The Election Commission (EC) yesterday set up a special team to find out why the indelible ink used to mark voters in the 13th general election could be easily removed, said EC chairman Tan Sri Abdul Aziz Mohd Yusof. He said the team would look into, among others, the ingredients of the ink, the Health Ministry’s conditions and how the ink was applied on the finger. The team would also examine the outcome of tests conducted before and after the ink was brought into Malaysia, he said in a statement. For the first time in a general election in Malaysia, the EC used the indelible ink to mark voters in the May 5 general election to prevent possible repeat voting, but received flak from political parties, electoral candidates and voters when it was learnt that the ink could be washed away easily. Abdul Aziz said the team was expected to complete the investigation in a month.

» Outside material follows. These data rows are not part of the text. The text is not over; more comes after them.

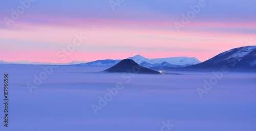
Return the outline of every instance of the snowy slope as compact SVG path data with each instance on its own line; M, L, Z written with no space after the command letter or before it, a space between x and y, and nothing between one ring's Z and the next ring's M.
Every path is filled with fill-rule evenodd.
M67 65L76 64L80 64L80 63L85 63L87 62L86 62L86 61L78 61L78 60L75 60L75 61L70 62L69 63L67 63L66 64L67 64Z
M146 67L185 67L201 63L200 61L195 57L187 57L148 59L138 55L128 59L132 59L140 66Z
M203 62L188 68L219 68L223 66L229 68L256 68L256 46L248 46L231 49L221 53Z
M111 67L121 61L120 59L105 59L98 60L95 61L89 62L85 63L75 64L74 66L82 66L88 67Z

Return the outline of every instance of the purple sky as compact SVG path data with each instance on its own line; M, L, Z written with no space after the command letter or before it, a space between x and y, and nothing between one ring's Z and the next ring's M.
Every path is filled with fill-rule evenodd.
M182 24L182 14L200 2L203 7L178 31L174 23ZM252 0L124 1L115 11L109 1L37 0L25 5L16 19L12 9L23 6L19 1L0 4L0 59L4 60L89 61L140 54L203 61L232 48L255 45L256 40ZM14 20L9 27L6 17ZM87 39L62 60L58 52L80 33Z

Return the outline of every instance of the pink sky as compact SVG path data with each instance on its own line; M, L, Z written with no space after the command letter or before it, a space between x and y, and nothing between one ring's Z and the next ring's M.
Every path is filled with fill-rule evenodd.
M0 59L68 62L140 54L148 58L187 56L204 61L232 48L249 46L246 40L255 38L252 33L230 29L256 27L253 23L191 22L179 32L170 26L172 22L62 20L52 20L62 21L59 24L17 22L11 28L0 29ZM80 33L87 39L65 60L58 57L58 52L72 44L74 34Z

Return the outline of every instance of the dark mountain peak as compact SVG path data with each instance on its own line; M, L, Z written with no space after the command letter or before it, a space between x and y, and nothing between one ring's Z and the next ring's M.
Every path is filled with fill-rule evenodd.
M160 73L139 66L132 59L123 59L113 67L104 71L108 72L127 72L139 74L160 74Z

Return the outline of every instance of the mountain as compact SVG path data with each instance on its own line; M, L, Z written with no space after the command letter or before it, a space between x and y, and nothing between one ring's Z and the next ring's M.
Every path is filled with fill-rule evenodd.
M83 66L89 67L111 67L120 62L121 60L98 60L95 61L89 62L86 63L80 63L74 65L74 66Z
M139 65L147 68L156 67L180 68L201 63L200 61L195 57L187 57L148 59L138 55L127 59L132 59Z
M111 73L127 72L139 74L161 74L158 72L139 66L133 60L128 59L121 60L116 65L104 71Z
M186 57L170 57L165 58L148 59L140 55L128 58L132 59L140 66L146 67L174 67L180 68L187 67L201 62L196 58ZM82 66L88 67L111 67L121 61L120 59L98 60L94 61L87 62L86 61L74 61L69 63L59 63L58 65L69 65L73 66ZM28 60L20 60L14 61L0 61L0 64L51 64L49 62L34 62Z
M71 64L80 64L80 63L87 63L86 61L78 61L78 60L75 60L69 63L66 63L67 65L71 65Z
M221 53L203 62L185 69L220 68L254 69L256 70L256 46L234 48Z

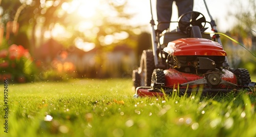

Abdul Aziz also said that the EC viewed with concern the distribution of video recordings, text and pictures on social websites and news portals and in the print media on all kinds of baseless accusations and allegations directed at the EC.
He said the allegations included claims of foreigners voting in the general election, blackouts at vote tallying centres, three ballot boxes missing from the vote-tallying centre in Putrajaya and ballot boxes airdropped from helicopters to ensure victory of certain candidates.
Other claims include EC vehicles bringing ballot boxes to tallying centres to manipulate the election result, EC staff asking candidates’ agents to sign the Borang 14 (Form 14) before the counting of votes had been completed and transporting of phantom voters from Sabah and Sarawak to vote in the peninsula.
Abdul Aziz said all these allegations were baseless and were aimed at confusing the people.